Patrick Rotman et la documentaliste, Marie-Hélène Barbéris, ont collecté à travers le monde des reportages d’actualités, des films amateurs, des photographies clandestines (notamment celles de Georges Angéli, chargé à Buchenwald de prendre des clichés anthropométriques des déportés). Ils ont, par contre, systématiquement écarté les documents dont les sources ou les indications n’étaient pas clairement établies. Les images, aussi insoutenables qu’elles puissent apparaître pour certaines, ne sont pas juste là pour illustrer les commentaires et appuyer les témoignages, mais comportent un égal intérêt. La photographie de la sélection prise par un S.S. et les images de rafles de juifs Hongrois en 1944 donnent de précieux renseignements, comme le document filmé de deux juifs du ghetto de Lódz, saluant des officiers allemands, invite à s’interroger sur les particularismes de ce lieu.

La sobriété des commentaires, lus sans emphase, et l’exactitude des termes employés répondent à l’exigence du choix iconographique. Patrick Rotman n’interprète pas les images, ni ne les accompagne d’un commentaire lyrique ou d’une musique dramatisante, mais expose de manière rigoureuse les faits incontestables. Il se livre également à un décryptage de documents de propagande, tel que celui désormais célèbre de la reconstitution de la libération d’Auschwitz par les cinéastes russes. Ceux-ci, ne pouvant filmer sans projecteurs les déportés agonisant dans les baraquements, firent rejouer quelques jours après le 27 janvier, la scène de la libération du camp par une foule en liesse composée en grande partie de figurants venus des villages aux alentours. Les déportés, selon eux, manquant trop d’enthousiasme et de reconnaissance. Ces images, jamais diffusées à l’époque car trop éloignées de la réalité, furent, en revanche, reprises telles quelles plus tard dans de nombreux documentaires moins pointilleux. Des correspondants de guerre et des photographes arrivèrent également après la découverte des camps, accompagnant le plus souvent des missions officielles. Le cinéaste George Stevens a filmé des cadavres décharnés, entassés dans un wagon stationnant à Dachau, tandis que Lee Miller, créditée auprès de l’armée américaine, se rendit à Buchenwald. Envoyée également dans ce camp par Life, Margaret Bourke-White, l’auteur de la photographie qui illustre la jaquette du DVD, déclarait placer « l’appareil entre elle et l’horreur » pour éviter de se laisser submerger par l’émotion. Ces photographies, et d’autres, ne sont parues dans des revues et journaux américains, français, anglais qu’après maintes hésitations, et les actualités françaises n’ont diffusé les premières images des camps qu’en juin 1945.

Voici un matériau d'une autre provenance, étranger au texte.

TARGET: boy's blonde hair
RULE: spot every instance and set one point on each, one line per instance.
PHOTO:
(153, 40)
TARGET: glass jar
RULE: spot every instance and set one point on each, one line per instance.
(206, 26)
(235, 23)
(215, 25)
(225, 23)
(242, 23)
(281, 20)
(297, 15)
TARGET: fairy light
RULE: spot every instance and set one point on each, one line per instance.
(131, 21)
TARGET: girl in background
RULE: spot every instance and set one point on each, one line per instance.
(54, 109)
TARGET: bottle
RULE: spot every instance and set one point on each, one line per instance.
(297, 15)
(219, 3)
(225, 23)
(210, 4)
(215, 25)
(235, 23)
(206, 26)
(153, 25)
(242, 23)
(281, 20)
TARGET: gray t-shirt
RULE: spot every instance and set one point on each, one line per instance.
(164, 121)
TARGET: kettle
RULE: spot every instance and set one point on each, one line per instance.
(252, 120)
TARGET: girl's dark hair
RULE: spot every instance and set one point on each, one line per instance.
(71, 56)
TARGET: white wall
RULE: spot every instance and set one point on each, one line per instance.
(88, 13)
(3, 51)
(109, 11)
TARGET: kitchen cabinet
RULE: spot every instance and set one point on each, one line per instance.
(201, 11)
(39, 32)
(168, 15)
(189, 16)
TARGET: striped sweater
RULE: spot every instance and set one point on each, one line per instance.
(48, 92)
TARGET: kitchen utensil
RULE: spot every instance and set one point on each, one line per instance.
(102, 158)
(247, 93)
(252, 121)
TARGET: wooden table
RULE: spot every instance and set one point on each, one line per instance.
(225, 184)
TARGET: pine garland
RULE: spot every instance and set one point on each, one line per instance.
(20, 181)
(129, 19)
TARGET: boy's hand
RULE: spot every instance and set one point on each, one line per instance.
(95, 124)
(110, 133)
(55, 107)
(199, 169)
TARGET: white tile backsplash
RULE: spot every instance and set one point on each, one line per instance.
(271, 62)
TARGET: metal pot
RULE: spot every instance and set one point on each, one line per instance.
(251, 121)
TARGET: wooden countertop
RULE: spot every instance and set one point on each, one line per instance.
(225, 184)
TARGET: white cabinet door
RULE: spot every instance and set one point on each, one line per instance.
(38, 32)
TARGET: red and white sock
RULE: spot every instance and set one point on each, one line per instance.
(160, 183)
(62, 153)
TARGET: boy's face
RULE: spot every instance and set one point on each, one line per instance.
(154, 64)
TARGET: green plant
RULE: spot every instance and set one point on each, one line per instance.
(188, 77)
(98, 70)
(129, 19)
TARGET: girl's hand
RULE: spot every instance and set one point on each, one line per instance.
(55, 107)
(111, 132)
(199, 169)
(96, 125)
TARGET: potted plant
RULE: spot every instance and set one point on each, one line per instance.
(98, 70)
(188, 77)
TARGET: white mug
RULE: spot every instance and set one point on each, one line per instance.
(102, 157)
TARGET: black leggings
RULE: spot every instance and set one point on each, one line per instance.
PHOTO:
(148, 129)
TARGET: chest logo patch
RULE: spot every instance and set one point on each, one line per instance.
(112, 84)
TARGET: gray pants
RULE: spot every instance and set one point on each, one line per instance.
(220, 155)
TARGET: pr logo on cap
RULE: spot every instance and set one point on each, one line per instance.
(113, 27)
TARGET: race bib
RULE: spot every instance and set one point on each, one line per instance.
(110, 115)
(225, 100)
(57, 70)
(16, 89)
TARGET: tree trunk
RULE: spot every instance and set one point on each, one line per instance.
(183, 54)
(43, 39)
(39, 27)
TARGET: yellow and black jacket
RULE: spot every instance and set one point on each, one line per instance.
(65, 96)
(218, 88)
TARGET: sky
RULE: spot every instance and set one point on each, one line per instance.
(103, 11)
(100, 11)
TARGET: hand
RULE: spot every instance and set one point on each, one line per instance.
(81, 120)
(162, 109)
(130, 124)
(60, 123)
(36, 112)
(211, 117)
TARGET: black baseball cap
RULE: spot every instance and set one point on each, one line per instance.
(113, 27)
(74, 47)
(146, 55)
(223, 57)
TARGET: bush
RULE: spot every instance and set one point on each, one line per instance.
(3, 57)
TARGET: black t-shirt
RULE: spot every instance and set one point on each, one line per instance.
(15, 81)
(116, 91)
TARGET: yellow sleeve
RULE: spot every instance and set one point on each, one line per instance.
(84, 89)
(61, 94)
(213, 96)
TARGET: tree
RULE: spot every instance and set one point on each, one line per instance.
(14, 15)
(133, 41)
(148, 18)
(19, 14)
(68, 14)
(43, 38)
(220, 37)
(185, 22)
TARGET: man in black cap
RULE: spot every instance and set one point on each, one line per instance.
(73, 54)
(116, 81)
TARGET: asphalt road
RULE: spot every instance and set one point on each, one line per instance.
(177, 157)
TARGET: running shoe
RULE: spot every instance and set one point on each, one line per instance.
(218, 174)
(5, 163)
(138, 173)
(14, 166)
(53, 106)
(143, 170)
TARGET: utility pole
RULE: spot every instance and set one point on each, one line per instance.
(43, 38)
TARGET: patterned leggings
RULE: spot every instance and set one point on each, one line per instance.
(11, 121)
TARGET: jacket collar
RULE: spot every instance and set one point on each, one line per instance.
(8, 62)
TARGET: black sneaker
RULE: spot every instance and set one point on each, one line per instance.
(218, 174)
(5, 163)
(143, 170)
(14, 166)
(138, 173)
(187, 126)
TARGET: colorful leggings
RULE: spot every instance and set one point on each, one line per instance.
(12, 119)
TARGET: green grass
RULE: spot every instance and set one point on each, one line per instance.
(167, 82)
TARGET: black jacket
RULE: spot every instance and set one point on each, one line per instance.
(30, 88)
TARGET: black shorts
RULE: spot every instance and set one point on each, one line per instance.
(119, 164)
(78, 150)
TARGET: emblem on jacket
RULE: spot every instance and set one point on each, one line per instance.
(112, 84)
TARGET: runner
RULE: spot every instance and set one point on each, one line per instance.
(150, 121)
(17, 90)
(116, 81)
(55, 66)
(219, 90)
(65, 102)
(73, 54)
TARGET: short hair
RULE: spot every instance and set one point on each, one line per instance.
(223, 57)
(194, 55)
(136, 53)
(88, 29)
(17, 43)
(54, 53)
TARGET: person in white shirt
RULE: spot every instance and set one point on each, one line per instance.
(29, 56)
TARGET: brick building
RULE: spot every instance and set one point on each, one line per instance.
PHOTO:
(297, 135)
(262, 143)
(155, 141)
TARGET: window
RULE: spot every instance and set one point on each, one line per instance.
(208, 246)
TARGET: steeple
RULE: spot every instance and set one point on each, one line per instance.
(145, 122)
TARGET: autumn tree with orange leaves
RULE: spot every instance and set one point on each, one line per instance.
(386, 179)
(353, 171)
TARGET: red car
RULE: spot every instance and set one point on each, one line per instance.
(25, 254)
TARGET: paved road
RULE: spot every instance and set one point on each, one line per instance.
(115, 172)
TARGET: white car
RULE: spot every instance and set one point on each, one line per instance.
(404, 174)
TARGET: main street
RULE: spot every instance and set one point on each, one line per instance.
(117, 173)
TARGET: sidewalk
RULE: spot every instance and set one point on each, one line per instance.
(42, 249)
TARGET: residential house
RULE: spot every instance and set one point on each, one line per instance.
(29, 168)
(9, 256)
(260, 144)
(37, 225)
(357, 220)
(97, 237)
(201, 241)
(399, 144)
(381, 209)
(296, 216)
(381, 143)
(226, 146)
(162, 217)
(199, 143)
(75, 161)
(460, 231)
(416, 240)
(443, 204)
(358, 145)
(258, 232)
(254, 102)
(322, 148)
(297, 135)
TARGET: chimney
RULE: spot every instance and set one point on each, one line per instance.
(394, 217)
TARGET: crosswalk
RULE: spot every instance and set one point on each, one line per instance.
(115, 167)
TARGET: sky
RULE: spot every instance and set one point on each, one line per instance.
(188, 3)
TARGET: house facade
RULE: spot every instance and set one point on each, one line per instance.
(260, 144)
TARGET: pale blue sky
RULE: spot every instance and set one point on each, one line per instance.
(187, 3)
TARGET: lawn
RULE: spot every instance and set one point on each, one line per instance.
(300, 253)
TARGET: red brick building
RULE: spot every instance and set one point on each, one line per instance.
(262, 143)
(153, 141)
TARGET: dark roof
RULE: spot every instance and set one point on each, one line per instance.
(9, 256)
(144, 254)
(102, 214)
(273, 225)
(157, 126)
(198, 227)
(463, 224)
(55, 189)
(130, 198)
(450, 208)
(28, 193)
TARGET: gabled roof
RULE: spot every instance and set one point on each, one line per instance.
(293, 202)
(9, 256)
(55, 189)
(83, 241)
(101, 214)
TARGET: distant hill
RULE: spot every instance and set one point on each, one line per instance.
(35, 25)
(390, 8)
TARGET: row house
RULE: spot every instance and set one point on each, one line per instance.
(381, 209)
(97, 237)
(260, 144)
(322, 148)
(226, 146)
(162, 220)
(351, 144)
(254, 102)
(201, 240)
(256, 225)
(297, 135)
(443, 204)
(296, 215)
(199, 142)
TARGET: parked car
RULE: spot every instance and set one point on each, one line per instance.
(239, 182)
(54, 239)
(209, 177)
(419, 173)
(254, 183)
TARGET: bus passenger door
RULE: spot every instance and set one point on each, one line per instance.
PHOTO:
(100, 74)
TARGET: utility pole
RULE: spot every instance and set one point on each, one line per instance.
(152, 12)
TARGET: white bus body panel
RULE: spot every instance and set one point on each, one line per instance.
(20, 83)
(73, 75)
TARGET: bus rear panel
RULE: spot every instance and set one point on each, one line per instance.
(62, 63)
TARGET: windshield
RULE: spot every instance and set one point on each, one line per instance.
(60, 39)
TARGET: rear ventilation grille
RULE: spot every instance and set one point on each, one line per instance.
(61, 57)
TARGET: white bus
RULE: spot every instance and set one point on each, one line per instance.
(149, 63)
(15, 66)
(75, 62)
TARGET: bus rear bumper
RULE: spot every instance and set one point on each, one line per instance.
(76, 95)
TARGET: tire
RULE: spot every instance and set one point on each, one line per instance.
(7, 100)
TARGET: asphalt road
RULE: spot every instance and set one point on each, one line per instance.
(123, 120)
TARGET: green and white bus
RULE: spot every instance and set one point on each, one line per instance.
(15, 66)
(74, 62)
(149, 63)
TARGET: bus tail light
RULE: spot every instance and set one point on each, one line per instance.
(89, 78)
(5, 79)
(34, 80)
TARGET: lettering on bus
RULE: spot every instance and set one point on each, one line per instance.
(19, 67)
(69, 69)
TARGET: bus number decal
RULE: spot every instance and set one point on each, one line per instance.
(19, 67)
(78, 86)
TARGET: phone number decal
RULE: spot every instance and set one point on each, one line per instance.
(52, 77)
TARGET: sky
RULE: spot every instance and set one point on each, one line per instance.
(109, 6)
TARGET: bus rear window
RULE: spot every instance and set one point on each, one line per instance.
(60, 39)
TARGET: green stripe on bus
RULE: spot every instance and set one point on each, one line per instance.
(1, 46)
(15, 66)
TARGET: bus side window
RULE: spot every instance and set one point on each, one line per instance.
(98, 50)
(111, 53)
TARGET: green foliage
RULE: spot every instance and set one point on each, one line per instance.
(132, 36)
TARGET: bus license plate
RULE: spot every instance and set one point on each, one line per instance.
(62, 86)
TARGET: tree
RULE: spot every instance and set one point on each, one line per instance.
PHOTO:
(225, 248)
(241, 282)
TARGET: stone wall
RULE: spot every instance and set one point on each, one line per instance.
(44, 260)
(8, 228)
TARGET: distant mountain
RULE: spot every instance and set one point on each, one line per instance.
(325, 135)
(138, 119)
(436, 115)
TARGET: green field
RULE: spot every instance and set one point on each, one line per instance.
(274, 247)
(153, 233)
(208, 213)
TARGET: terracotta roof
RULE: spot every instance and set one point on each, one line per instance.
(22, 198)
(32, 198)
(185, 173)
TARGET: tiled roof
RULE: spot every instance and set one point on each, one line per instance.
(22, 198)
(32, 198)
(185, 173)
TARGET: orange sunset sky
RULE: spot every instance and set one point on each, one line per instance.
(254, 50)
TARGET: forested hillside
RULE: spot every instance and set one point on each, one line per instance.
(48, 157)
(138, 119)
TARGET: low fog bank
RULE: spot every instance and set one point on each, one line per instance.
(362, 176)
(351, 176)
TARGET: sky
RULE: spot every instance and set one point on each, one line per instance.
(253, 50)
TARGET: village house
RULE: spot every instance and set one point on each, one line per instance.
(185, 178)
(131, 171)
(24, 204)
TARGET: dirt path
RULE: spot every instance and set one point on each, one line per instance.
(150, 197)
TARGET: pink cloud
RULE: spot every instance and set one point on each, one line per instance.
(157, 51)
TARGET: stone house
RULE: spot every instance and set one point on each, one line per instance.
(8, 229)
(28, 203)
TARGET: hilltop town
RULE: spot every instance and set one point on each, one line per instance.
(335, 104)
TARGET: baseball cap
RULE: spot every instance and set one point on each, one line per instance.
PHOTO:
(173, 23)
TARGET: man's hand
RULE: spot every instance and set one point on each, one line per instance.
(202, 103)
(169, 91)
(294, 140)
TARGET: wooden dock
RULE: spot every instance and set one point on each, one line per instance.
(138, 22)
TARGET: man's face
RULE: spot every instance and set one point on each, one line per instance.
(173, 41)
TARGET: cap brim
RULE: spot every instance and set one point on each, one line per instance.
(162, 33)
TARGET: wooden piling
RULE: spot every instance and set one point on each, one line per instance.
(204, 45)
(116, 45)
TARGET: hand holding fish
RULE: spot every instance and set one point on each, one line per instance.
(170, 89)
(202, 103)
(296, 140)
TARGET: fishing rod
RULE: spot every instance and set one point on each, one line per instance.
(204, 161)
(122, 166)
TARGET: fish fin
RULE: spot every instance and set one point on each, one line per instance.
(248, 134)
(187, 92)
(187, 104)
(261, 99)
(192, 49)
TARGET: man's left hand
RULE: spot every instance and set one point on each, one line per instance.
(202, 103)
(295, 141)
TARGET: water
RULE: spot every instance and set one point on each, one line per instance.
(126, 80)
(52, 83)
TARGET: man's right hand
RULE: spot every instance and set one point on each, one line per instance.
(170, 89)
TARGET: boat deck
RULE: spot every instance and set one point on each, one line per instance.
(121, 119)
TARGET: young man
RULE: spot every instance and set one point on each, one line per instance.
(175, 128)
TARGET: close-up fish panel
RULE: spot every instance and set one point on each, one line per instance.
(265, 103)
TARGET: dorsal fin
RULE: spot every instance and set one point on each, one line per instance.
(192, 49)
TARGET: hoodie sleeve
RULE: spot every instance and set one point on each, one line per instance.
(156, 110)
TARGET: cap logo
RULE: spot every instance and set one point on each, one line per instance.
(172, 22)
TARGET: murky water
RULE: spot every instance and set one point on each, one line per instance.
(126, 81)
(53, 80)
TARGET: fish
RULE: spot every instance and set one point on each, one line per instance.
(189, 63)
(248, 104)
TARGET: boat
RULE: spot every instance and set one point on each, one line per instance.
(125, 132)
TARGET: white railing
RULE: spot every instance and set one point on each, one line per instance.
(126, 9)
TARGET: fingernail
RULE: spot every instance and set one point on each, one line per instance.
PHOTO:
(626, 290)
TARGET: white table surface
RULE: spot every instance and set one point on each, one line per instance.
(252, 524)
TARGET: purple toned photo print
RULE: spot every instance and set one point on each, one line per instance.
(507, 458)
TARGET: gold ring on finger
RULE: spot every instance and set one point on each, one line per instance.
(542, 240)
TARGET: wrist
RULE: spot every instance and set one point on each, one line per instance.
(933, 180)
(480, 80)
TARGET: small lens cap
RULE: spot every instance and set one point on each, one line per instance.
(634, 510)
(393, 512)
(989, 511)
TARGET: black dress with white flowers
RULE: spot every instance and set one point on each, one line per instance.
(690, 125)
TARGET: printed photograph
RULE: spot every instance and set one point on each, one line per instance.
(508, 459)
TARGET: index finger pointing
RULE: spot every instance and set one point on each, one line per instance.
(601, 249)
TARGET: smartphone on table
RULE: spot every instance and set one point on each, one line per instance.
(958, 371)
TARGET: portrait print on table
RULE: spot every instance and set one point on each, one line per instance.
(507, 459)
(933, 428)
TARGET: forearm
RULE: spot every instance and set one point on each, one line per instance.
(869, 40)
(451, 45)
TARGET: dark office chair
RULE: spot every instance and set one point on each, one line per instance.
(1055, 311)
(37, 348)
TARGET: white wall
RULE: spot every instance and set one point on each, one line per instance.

Ces documents, insiste le commentaire, ne montrent pas pour autant le cœur de la machine d’extermination, les nazis ayant pris soin de détruire certaines preuves tels que les camps de Sobibór, Belzec ou Treblinka dès 1943, et les chambres à gaz d’Auschwitz en 1945. Ils n’évoquent pas non plus la singularité du génocide juif, seules des images de l’intérieur d’une baraque du «kanada», épargnée par les incendies, montrent des accumulations de valises, d’effets personnels, de sacs de cheveux et de châles de prières, comme autant de vestiges pathétiques du million de juifs exterminés à Auschwitz-Birkenau. Après la guerre, l’anéantissement programmé des juifs d’Europe est occulté, dilué dans le flot des innombrables victimes du IIIe Reich, alors que les juifs à Auschwitz représentaient 90 à 95 % des déportés. Le texte écrit par Jean Cayrol pour Nuit et Brouillard (1956) d’Alain Resnais, commandé par le Comité d’histoire de la Deuxième Guerre mondiale, participe lui aussi à cet oubli en mentionnant la présence de prisonniers politiques tout en éludant celle des juifs.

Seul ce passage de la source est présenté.